News that Al and Tipper Gore were splitting up after 40 years of marriage blew up the Internet yesterday. In a carefully worded email sent to friends, and forwarded to the press, the couple announced that “after a great deal of thought we have decided to separate. This is very much a mutual and mutually supportive decision that we have made together, following a process of long and careful consideration.”
Mutual for whom? Al and Tipper didn’t consult us. We should have been consulted! And what is a “mutually supportive” break-up, anyway? She’ll kick in for his bachelor pad if he’ll keep her on his health insurance?
Do you feel the sadness, the confusion, the anger? Along with the rest of the Web, we’re in something of a Kubler-Ross freefall — somewhere between Stage 2 (Anger) and Stage 3 (Bargaining). How could they?
We expected Al and Tipper to stay together forever, making out like teenagers on the world’s stage and proving to the rest of us that when the kids are grown, and the soul-sucking jobs are in the past, romance can — and will — endure. Al and Tipper made it past the hard stuff. Why, then, why are they giving up now?
And, having never met the couple, why do we care so much?
Salon’s Rebecca Traister lists 6 reasons she’s taking the Gore’s break-up so hard, and it’s No. 2 that resonates with couples deep in the parenting trenches: Al and Tipper no more? What does that say about me?
Forty years. You get through forty years — of ill-behaved children and ill-behaved bosses and stolen elections — and then you split? This is precisely the kind of mysterious and inexplicable narrative of marriage thing that scares the bejesus out of people who are newly or not yet married. Forty years?

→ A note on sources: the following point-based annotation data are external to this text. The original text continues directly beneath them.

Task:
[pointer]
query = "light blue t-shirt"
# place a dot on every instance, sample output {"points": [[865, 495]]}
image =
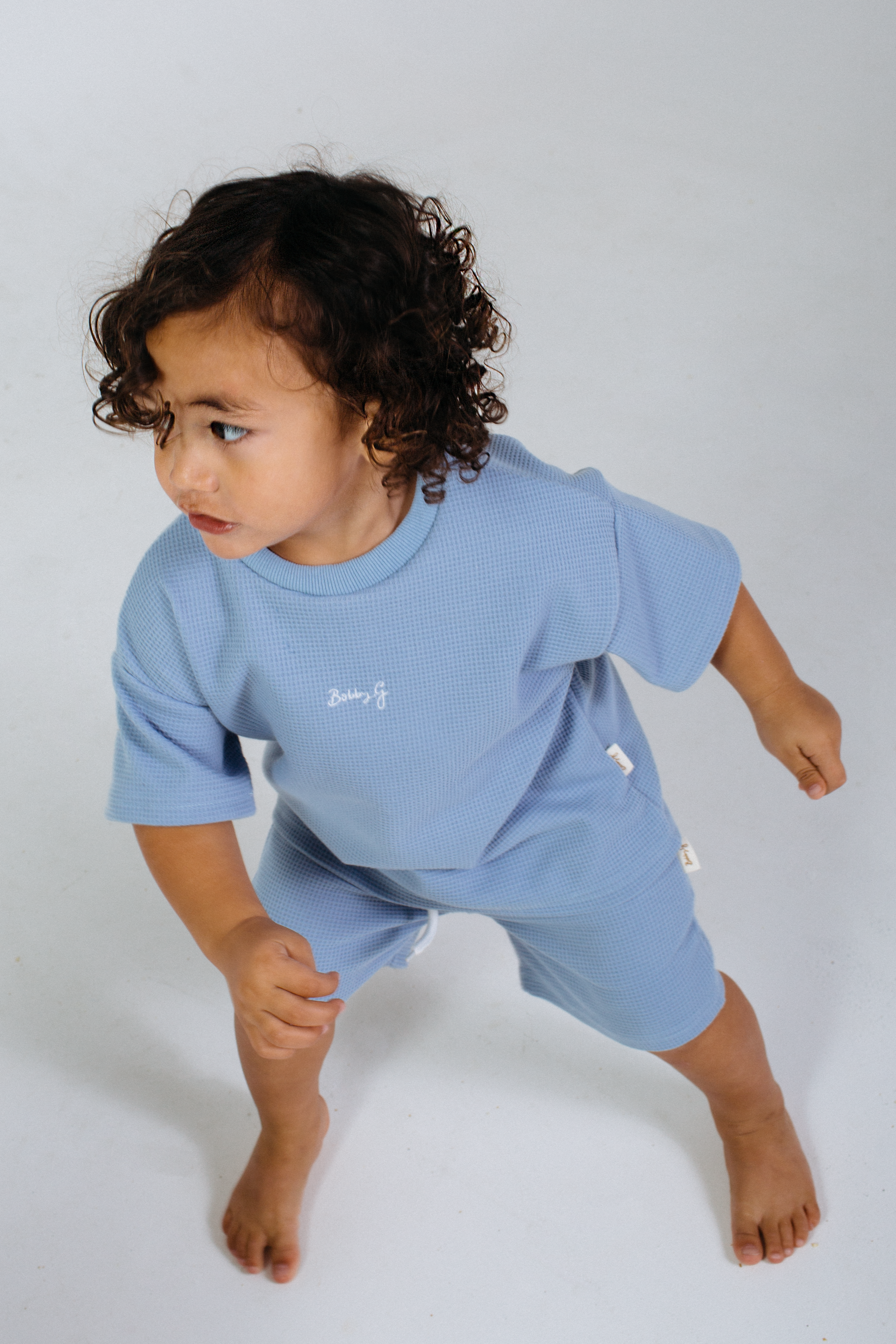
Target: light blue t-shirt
{"points": [[440, 703]]}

But it’s not just the numbers. Plenty of couples have been married for decades and you wouldn’t mind at all if they went their separate ways ( The Clintons, anyone?) Why are we so invested in the Gores’ once endless, now ending, love?
Probably because the Gores seemed to truly like each other. Even after four kids, they seemed to be the manifestation of every supportive, lasting couple we ever admired. It didn’t hurt that every member of the Gore clan was good-looking — not too good looking in a Brad and Angie way, but just, well, lovely.
They were polished, but flawed (Tipper’s depression, Albert Gore III’s drugs and drunk-driving). They were the cool couple down the street when you were growing up — they listened to the Grateful Dead. She played drums. They recycled!
They were the fun family in the neighborhood — the Mom and Dad that dressed up in themed costumes every Halloween and gave out full-sized candy bars.
We like those kinds of couples. We needed those kinds of couples. We thought we could be those couples.
But Tipper was apparently never really happy being the political spouse. And Al, in his current incarnation as media entrepreneur and global statesman, traveled all the time. Still, it’s not as if they had been obviously struggling. As we forwarded links and tweeted the headlines yesterday, the Gores’ real friends cried at the news.
The surprise announcement caught us off-guard not only because their marriage was a given, but also because we hadn’t thought much about them in awhile. Their wholesome, strong coupledom has been overshadowed the past few years by another swoon-worthy and handsome political family.
Now we have to ask ourselves: Will Michelle and Barack make it? The Obamas have got years to finish up in D.C., two girls to raise and a couple of more decades until they reach their 40th anniversary.
We still need to believe that they will.